Monsieur Mouck, Monsieur Moucheron,
Ron, ron,
Est sorti de sa maison.
Pour sa fête
Il est en quête
Il veut s’offrir un potiron,
Ron, ron.
Le potiron est sur sa tête :
Attrape, attrape, attrape donc
Petit, petit, petit moucheron.
Nous avions souvent déjà renouvelé ces plaisanteries, et je dois avouer à ma honte que j’étais un de ceux qui faisaient au pauvre Mouck le plus de méchancetés. Je lui criais qu’il perdait ses grands caleçons, je le tiraillais par son manteau, je criblais son turban de boulettes de papier mâché ; enfin, il n’était sorte de taquinerie à laquelle je n’eusse recours pour l’agacer. Un jour, je pris si bien mes mesures que je réussis à poser le bout de mon pied sur le derrière de ses grandes babouches et le pauvre petit alla donner rudement du nez contre terre. Cela ne fit d’abord que nous égayer encore plus ; mais je cessai bientôt de rire, lorsque je vis le petit Mouck rebrousser chemin et se diriger vers la maison de mon père. La sévérité paternelle m’était connue, et je ne prévoyais que trop quelle serait la fin de tout ceci. Cependant je m’étais glissé derrière la porte, et de là je vis ressortir le petit Mouck reconduit par mon père, qui le tenait respectueusement par la main et ne prit congé de lui qu’après beaucoup de salutations et d’excuses.
Tous ces salamalecs ne me présageaient rien de bon, et je commençais à m’inquiéter fort des suites de mon équipée. Je demeurai donc le plus longtemps que je pus dans ma cachette : mais finalement, la faim, que je redoutais encore plus que les coups, me poussa dehors, et, penaud et la tête basse, je me présentai devant mon juge.
« Tu as outragé le bon Mouck, méchant enfant, me dit-il du ton le plus sévère : approche ici, je veux te raconter l’histoire de ce pauvre petit homme, et, j’en suis bien persuadé, quand tu connaîtras ses merveilleuses aventures, tu ne songeras plus à te moquer de lui. »
Je me réjouissais déjà intérieurement de la tournure que prenaient les choses, quand mon père ajouta :
« Mais, afin que le souvenir s’en grave mieux dans ta mémoire, avant et après, tu recevras l’ordinaire. »
L’ordinaire, cela signifiait vingt-cinq coups de rotin que mon père était dans l’usage de m’appliquer lorsque j’étais en faute, en les comptant scrupuleusement ; et ce jour-là, il s’en acquitta plus rudement qu’il ne l’avait jamais fait.
Lorsque le vingt-cinquième coup eut résonné sur mes épaules endolories, mon père m’ordonna d’être attentif et commença en ces termes l’histoire du petit Mouck :
« Le père du petit Mouck, dont le vrai nom était Mouckrah, était un savant distingué, et, quoique peu favorisé de la fortune, il jouissait d’une grande considération à Nicée.

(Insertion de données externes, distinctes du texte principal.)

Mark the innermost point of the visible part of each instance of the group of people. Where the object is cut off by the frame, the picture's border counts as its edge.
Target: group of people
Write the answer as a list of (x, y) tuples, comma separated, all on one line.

Il vivait du reste presque aussi solitairement que le fait à présent son fils. Malheureusement il n’aimait pas cet enfant : sa taille de nain lui faisait honte. Le petit Mouck avait déjà pris ses seize ans qu’il s’amusait encore de babioles comme un tout jeune enfant ; et son père, homme des plus sérieux, lui reprochait sans cesse sa sottise et sa puérilité, sans qu’il jugeât à propos cependant de rien faire pour l’éducation du pauvre enfant, dont l’intelligence lui semblait non moins en retard que la taille.
« Un jour le vieux Mouckrah se laissa choir et se cassa la jambe. La fièvre le prit, il traîna quelque temps, puis mourut, laissant derrière lui le petit Mouck, pauvre et, qui pis est, ignorant, c’est-à-dire complètement incapable de subvenir par lui-même à ses besoins.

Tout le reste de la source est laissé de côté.